2022-10-01T21:06:43.413Z


The electoral justice system updates the programs every two years and invites 'hackers' to try to break the system. The objective is to maintain the legacy in the face of attacks by the president, Jair Bolsonaro


This Sunday, the Brazilians will decide the political direction of the greatest power in Latin America.

Some decisive elections, led by former president Lula da Silva and the current one, Jair Bolsonaro, and which include the formation of the Chamber of Deputies, a third of the senators and all the governors and parliaments of the states.

President Bolsonaro launched a campaign more than a year ago to sow doubts about the security of the voting system that has permeated part of Brazilians and has given an unprecedented role to electronic ballot boxes.

Two days before the elections, the conflict between the president and the Superior Electoral Court was at a fever pitch.

The electoral authority accused Bolsonaro's party, the Liberal Party, of preparing a report riddled with "falsehoods and lies" about the security of the polls.

The 156 million voters will have to type in five sets of numbers, one for each candidate, and when they see their politician's photo, they will press a green button to confirm their choice.
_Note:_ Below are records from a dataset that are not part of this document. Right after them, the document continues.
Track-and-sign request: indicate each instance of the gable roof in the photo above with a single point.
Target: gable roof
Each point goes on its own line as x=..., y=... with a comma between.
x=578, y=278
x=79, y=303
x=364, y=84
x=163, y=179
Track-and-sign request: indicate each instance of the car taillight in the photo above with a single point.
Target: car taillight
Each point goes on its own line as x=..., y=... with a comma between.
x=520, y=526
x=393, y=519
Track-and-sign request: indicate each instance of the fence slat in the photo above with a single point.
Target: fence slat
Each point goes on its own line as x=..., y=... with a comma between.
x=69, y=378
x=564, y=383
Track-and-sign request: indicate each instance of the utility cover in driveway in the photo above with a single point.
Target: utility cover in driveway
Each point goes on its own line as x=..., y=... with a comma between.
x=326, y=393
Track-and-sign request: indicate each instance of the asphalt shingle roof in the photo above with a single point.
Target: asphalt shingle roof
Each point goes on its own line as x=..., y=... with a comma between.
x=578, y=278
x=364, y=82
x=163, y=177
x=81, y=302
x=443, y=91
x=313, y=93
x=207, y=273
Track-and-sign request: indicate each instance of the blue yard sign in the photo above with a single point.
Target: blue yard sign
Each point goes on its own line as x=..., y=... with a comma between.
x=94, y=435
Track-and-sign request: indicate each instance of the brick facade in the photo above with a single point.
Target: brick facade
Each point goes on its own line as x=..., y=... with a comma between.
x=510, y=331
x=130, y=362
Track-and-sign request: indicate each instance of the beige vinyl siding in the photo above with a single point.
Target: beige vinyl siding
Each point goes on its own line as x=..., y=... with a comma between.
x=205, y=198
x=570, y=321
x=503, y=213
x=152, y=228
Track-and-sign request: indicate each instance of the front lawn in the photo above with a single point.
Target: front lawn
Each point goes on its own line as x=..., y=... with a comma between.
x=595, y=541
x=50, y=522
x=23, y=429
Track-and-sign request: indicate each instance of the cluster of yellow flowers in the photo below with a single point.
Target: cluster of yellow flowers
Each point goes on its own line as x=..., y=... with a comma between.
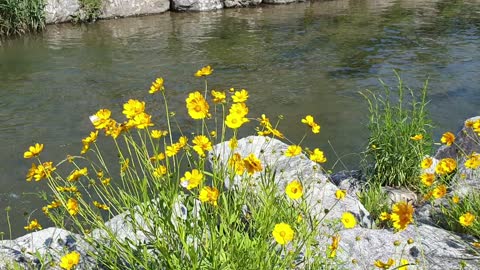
x=401, y=216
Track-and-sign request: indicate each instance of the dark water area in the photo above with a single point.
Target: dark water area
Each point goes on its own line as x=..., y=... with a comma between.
x=298, y=59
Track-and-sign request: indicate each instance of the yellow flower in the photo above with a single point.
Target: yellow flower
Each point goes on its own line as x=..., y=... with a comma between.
x=386, y=265
x=201, y=144
x=446, y=166
x=101, y=119
x=318, y=156
x=473, y=162
x=197, y=106
x=448, y=138
x=334, y=246
x=33, y=225
x=240, y=96
x=340, y=194
x=417, y=137
x=160, y=171
x=157, y=134
x=293, y=150
x=235, y=121
x=133, y=107
x=101, y=206
x=67, y=189
x=76, y=174
x=41, y=171
x=402, y=215
x=426, y=163
x=455, y=199
x=160, y=156
x=72, y=206
x=467, y=219
x=348, y=220
x=239, y=108
x=70, y=260
x=218, y=96
x=233, y=143
x=172, y=150
x=209, y=195
x=283, y=233
x=106, y=181
x=88, y=140
x=311, y=123
x=157, y=85
x=252, y=164
x=191, y=179
x=33, y=151
x=384, y=216
x=204, y=71
x=427, y=179
x=237, y=164
x=294, y=190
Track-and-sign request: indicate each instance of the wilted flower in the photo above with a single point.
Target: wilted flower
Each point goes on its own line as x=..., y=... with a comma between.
x=209, y=195
x=33, y=225
x=294, y=190
x=70, y=260
x=293, y=150
x=192, y=179
x=33, y=151
x=204, y=71
x=348, y=220
x=283, y=233
x=466, y=219
x=402, y=215
x=448, y=138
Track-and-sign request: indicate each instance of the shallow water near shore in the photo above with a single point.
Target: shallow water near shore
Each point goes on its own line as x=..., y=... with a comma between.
x=298, y=59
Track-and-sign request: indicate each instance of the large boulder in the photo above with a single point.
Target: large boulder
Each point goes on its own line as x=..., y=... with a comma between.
x=57, y=11
x=49, y=244
x=432, y=248
x=241, y=3
x=196, y=5
x=123, y=8
x=319, y=191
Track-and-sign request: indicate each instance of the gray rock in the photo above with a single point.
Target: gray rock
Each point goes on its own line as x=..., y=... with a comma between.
x=241, y=3
x=433, y=248
x=50, y=244
x=278, y=2
x=57, y=11
x=319, y=192
x=123, y=8
x=196, y=5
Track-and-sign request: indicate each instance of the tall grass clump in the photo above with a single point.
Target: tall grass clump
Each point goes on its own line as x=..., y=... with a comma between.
x=399, y=134
x=178, y=209
x=21, y=16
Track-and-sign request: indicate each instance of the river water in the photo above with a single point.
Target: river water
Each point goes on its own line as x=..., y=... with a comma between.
x=298, y=59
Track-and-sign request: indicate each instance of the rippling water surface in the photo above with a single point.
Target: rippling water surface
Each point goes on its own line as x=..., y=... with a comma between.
x=306, y=58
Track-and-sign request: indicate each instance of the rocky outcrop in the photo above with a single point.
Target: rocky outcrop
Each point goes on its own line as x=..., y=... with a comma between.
x=57, y=11
x=124, y=8
x=196, y=5
x=429, y=247
x=241, y=3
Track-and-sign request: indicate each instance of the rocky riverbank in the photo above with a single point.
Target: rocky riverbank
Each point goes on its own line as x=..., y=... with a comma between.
x=432, y=247
x=57, y=11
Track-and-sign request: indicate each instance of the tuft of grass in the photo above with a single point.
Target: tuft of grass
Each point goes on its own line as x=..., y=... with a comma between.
x=89, y=11
x=21, y=16
x=395, y=117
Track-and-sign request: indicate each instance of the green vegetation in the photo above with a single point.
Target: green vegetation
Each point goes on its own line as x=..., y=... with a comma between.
x=399, y=135
x=180, y=213
x=21, y=16
x=89, y=11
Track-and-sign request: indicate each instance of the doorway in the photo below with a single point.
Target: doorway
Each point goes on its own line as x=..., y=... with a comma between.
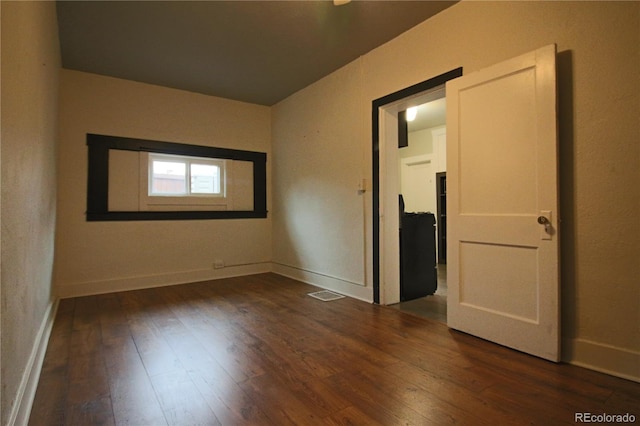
x=386, y=181
x=422, y=186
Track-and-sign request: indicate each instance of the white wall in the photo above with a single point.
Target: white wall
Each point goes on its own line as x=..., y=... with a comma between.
x=30, y=70
x=319, y=139
x=96, y=257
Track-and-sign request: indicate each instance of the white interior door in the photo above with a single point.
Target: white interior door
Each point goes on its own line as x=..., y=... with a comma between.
x=502, y=204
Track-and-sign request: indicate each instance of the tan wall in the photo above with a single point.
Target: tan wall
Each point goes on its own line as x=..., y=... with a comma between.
x=599, y=55
x=95, y=257
x=30, y=70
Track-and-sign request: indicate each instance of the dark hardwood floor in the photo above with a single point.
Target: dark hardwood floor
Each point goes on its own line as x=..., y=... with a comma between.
x=257, y=350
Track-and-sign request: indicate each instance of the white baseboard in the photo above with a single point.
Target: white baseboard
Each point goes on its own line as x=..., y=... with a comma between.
x=608, y=359
x=159, y=280
x=347, y=288
x=19, y=416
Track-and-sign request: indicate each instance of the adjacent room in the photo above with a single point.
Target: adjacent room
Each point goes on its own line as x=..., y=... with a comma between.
x=178, y=177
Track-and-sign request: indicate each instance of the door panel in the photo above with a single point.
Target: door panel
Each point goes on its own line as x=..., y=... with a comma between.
x=503, y=273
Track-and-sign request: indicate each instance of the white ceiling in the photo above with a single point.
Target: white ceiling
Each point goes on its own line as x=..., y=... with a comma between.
x=252, y=51
x=430, y=114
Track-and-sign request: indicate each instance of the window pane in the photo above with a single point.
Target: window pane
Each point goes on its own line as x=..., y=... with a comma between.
x=168, y=178
x=205, y=179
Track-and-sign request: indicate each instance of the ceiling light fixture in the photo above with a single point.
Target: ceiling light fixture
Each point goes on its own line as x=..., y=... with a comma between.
x=411, y=113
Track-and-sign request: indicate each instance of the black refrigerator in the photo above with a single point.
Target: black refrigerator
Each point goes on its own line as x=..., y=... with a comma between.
x=418, y=273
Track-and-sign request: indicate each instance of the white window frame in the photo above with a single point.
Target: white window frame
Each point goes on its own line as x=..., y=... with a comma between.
x=189, y=201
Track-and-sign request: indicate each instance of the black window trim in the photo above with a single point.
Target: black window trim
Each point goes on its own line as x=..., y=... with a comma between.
x=98, y=178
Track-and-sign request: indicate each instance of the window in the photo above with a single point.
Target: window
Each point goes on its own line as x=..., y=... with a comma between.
x=134, y=179
x=169, y=174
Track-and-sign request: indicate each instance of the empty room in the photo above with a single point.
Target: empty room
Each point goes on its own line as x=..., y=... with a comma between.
x=205, y=217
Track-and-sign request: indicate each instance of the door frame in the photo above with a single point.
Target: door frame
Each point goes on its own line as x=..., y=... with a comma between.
x=378, y=107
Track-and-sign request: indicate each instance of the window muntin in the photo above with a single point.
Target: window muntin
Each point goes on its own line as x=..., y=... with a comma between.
x=169, y=174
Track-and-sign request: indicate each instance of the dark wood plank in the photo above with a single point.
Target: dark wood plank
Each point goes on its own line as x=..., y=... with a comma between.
x=258, y=350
A quarter of a century ago, Brazil abandoned ballots and embarked on the technology bandwagon by implementing electronic ballot boxes.

The objective was to put an end to the constant fraud of that time and to generate more accessibility, since the millions of illiterate voters could vote without difficulties.

In addition, only a system like this makes it possible for a country of continental size, with 8.5 million square kilometers and more than 200 million inhabitants, to complete the count in minutes.

Until recently, these machines were a national pride, but Bolsonaro's insistence on raising suspicions about electronic voting made the ballot box one of the battlefields of these elections.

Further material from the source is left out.